Just as importantly, once the US
accepted the notion of talks with North Korea, it necessarily accepted
the regime's legitimacy. And as a consequence, both the Clinton and Bush
administrations abandoned any thought of toppling the regime. Once
Washington ensnared itself in negotiations that strengthened its enemy
at America's expense, it became the effective guarantor of the regime's
survival. After all, if the regime is credible enough to be trusted to
keep its word, then it is legitimate no matter how many innocents it has
enslaved and slaughtered.
With the US's
experience with North Korea clearly in mind, it is possible to assess US
actions with regards to Syria and Iran. The first thing that becomes
clear is that the Obama administration is implementing the North Korean
model in its dealings with Syria and Iran.
With
regards to Syria, there is no conceivable way to peacefully enforce the
US Russian agreement on the ground. Technically it is almost impossible
to safely dispose of chemical weapons under the best of circumstances.
Given
that Syria is in the midst of a brutal civil war, the notion that it is
possible for UN inspectors to remove or destroy the regime's chemical
weapons is patently absurd.
Moreover, since the
agreement itself requires non-compliance complaints to be discussed
first at the UN Security Council, and it is clear that Russia is willing
to do anything to protect the Syrian regime, no action will be taken to
punish non-compliance.
Finally, like his
predecessors with regard to Pyongyang, Obama has effectively accepted
the continued legitimacy of the regime of Bashar Assad, despite the fact
that he is an acknowledged war criminal.
As
was the case with Pyongyang and its nuclear brinkmanship and weapons
tests, Assad won his legitimacy and removed the US threat to remove him
from power by using weapons of mass destruction.
As
for Iran, Rouhani's talk of closing Fordo needs to be viewed against
the precedents set at Yongbyon by the North Koreans. In other words,
even if the installation is shuttered, there is every reason to believe
that the shutdown will be temporary. On the other hand, just as North
Korea remains off the State Department's list of state sponsors of
terrorism despite the fact that since its removal it carried out two
more nuclear tests, it is hard to imagine that sanctions on Iran's oil
exports and central bank removed in exchange for an Iranian pledge to
close Fordo, would be restored after Fordo is reopened.

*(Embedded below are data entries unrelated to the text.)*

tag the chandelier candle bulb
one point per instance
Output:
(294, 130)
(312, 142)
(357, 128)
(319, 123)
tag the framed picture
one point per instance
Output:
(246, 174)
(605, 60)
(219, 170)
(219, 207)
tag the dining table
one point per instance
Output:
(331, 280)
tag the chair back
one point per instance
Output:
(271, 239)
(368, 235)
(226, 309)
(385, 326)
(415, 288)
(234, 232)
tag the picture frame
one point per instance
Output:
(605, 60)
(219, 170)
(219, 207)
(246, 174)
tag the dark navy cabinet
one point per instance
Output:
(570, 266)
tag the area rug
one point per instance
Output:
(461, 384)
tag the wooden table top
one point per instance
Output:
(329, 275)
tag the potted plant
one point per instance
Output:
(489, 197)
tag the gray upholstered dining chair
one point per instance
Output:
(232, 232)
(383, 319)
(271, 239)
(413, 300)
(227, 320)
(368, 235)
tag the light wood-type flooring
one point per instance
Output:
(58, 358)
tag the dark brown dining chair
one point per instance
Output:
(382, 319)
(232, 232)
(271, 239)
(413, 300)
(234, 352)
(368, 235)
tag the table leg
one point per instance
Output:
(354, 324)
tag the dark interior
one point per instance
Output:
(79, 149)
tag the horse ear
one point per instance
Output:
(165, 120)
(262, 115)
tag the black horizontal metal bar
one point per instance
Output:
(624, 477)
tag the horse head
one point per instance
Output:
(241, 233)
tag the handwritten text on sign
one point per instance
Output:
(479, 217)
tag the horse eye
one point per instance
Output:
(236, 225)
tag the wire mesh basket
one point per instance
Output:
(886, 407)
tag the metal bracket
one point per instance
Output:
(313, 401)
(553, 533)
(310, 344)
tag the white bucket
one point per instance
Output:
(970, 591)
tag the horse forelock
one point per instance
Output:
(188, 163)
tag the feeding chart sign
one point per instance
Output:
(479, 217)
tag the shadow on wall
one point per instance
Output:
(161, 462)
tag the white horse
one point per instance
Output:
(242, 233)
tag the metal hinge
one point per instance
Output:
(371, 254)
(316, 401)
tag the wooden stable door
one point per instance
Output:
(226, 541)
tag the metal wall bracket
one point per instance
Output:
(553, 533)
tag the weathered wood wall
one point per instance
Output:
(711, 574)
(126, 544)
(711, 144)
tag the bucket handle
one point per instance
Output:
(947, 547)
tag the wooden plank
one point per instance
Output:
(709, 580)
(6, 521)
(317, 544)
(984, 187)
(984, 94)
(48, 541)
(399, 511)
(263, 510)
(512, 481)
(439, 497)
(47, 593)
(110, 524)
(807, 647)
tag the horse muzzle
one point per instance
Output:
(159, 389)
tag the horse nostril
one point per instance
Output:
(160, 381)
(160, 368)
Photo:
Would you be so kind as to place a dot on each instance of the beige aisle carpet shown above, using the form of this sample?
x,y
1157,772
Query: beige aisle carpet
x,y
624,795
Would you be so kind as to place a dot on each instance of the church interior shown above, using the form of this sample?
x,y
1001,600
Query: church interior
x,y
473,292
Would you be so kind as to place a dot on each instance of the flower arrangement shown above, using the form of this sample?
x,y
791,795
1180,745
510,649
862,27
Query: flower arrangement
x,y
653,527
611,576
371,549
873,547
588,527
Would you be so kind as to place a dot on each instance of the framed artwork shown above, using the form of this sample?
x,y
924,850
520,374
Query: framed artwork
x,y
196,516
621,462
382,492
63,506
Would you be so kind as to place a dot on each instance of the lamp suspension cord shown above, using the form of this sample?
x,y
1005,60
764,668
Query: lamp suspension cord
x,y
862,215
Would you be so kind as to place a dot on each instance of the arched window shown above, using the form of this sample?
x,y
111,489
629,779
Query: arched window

Like North Korea, Iran will negotiate until it is ready to vacate its signature on the NPT and test its first nuclear weapon.
The
critics are correct. And the danger posed by Obama's decision to seek a
false compromise rather than accept an unwanted confrontation following
Syria's use of chemical weapons will only be removed when the US
recognizes the folly of seeking to wish away the dangers of weapons of
mass destruction through negotiations. Those talks lead only to the
diminishment of US power and the endangerment of US national security as
more US enemies develop and deploy weapons of mass destruction with the
sure knowledge that the US would rather negotiate fecklessly than
contend responsibly with the dangers they pose.